This article is written for those who want to get better at using price to earnings ratios (P/E ratios). To keep it practical, we'll show how Tata Global Beverages Limited's (NSE:TATAGLOBAL) P/E ratio could help you assess the value on offer. Tata Global Beverages has a price to earnings ratio of 39.2, based on the last twelve months. That means that at current prices, buyers pay ₹39.2 for every ₹1 in trailing yearly profits.
Check out our latest analysis for Tata Global Beverages
How Do I Calculate Tata Global Beverages's Price To Earnings Ratio?
The formula for P/E is:
Price to Earnings Ratio = Share Price ÷ Earnings per Share (EPS)
Or for Tata Global Beverages:
P/E of 39.2 = ₹259.35 ÷ ₹6.62 (Based on the year to June 2019.)
Is A High Price-to-Earnings Ratio Good?
A higher P/E ratio means that investors are paying a higher price for each ₹1 of company earnings. That isn't necessarily good or bad, but a high P/E implies relatively high expectations of what a company can achieve in the future.

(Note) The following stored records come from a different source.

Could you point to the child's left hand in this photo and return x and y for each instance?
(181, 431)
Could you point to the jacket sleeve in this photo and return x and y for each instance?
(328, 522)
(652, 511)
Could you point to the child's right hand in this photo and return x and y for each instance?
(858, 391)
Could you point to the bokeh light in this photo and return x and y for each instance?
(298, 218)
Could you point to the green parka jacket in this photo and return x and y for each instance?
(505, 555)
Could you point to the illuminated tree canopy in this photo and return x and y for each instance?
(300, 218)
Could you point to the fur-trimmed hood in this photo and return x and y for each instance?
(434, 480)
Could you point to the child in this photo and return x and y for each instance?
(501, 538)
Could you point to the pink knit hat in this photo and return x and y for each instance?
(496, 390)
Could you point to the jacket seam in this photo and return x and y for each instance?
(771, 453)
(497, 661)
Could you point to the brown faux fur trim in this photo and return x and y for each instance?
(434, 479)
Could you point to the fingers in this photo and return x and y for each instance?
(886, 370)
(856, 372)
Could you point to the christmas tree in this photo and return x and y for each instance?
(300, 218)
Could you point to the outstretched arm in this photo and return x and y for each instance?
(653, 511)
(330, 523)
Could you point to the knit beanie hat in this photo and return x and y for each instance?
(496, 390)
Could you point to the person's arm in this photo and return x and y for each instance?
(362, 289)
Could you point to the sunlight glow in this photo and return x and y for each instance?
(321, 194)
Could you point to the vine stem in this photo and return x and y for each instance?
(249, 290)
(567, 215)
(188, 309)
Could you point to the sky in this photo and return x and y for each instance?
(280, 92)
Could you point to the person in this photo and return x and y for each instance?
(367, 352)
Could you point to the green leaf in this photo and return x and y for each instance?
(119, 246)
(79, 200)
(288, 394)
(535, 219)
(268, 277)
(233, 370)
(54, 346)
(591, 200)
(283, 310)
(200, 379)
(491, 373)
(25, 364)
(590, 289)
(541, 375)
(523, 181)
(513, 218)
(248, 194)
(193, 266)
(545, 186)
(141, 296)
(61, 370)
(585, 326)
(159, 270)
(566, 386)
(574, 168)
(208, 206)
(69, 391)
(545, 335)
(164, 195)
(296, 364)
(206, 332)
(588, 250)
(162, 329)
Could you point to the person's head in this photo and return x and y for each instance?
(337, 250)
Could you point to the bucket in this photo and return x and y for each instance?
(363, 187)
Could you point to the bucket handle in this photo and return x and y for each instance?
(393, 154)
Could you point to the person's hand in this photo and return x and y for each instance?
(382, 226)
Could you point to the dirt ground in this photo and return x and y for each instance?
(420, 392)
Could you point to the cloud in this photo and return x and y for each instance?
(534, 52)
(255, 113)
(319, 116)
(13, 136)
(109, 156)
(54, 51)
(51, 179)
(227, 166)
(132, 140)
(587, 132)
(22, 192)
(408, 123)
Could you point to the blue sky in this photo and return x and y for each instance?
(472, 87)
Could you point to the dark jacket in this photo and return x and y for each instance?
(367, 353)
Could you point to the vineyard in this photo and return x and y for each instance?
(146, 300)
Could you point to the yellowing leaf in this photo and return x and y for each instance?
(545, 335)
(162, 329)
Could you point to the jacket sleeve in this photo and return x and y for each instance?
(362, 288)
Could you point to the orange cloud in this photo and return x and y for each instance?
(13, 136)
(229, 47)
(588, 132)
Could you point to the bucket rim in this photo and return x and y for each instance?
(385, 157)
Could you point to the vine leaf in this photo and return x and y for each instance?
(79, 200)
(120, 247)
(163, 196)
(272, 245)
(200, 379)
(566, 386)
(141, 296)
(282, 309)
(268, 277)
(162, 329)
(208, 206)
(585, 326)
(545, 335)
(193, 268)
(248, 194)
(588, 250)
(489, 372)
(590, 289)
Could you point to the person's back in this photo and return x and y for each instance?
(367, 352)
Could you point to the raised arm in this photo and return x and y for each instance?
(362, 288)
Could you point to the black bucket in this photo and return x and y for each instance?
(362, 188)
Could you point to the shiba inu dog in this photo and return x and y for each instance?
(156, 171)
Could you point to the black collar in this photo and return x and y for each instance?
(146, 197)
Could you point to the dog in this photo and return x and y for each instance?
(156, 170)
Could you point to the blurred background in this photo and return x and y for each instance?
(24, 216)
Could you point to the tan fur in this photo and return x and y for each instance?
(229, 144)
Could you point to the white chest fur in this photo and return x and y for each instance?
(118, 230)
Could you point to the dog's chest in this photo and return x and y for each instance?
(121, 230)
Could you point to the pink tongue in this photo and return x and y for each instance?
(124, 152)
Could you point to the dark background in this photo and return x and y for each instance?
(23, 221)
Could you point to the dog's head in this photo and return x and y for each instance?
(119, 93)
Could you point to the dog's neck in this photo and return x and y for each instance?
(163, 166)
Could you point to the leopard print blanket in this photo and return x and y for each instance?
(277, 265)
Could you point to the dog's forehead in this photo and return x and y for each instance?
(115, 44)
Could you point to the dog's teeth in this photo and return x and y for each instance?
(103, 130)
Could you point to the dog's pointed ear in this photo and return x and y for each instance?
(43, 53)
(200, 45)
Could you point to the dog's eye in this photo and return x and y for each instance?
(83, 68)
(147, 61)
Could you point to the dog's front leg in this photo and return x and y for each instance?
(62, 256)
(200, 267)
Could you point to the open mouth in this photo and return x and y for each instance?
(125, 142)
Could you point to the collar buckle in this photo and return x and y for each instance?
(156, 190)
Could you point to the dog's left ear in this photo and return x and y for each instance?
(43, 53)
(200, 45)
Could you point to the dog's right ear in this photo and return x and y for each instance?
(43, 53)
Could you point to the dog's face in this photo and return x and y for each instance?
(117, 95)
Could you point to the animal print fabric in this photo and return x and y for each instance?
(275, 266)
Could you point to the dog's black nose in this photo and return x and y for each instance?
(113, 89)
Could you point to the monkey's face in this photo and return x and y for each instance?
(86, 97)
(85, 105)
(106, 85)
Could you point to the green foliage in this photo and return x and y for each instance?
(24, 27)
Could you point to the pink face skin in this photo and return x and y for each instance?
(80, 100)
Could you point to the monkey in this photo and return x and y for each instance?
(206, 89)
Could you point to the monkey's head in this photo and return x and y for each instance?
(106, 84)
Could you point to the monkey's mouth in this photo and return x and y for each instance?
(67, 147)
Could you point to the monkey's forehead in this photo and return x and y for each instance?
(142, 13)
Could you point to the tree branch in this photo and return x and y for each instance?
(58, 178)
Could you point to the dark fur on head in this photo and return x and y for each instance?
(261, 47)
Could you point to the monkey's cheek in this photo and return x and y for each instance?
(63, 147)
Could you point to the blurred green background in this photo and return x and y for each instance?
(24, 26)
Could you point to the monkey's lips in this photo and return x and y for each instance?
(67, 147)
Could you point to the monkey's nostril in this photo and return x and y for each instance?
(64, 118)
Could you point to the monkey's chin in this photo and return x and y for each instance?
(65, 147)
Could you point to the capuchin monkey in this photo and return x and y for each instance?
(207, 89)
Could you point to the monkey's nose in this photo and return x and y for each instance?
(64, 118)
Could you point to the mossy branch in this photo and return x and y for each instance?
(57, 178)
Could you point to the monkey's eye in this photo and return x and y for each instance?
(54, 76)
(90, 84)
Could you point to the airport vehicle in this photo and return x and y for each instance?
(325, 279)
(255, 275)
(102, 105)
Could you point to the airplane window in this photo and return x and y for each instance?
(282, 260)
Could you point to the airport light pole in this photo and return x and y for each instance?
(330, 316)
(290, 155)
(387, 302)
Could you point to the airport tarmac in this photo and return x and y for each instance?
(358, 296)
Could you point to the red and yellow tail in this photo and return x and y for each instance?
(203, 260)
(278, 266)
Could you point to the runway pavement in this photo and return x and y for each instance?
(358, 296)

Does Tata Global Beverages Have A Relatively High Or Low P/E For Its Industry?
We can get an indication of market expectations by looking at the P/E ratio. The image below shows that Tata Global Beverages has a higher P/E than the average (14) P/E for companies in the food industry.
That means that the market expects Tata Global Beverages will outperform other companies in its industry. The market is optimistic about the future, but that doesn't guarantee future growth. So investors should always consider the P/E ratio alongside other factors, such as whether company directors have been buying shares.
How Growth Rates Impact P/E Ratios
Earnings growth rates have a big influence on P/E ratios. Earnings growth means that in the future the 'E' will be higher. That means even if the current P/E is high, it will reduce over time if the share price stays flat. A lower P/E should indicate the stock is cheap relative to others -- and that may attract buyers.
Tata Global Beverages's earnings per share fell by 14% in the last twelve months. But over the longer term (3 years), earnings per share have increased by 198%. And it has shrunk its earnings per share by 2.6% per year over the last five years. This could justify a pessimistic P/E.
Don't Forget: The P/E Does Not Account For Debt or Bank Deposits
Don't forget that the P/E ratio considers market capitalization. That means it doesn't take debt or cash into account. The exact same company would hypothetically deserve a higher P/E ratio if it had a strong balance sheet, than if it had a weak one with lots of debt, because a cashed up company can spend on growth.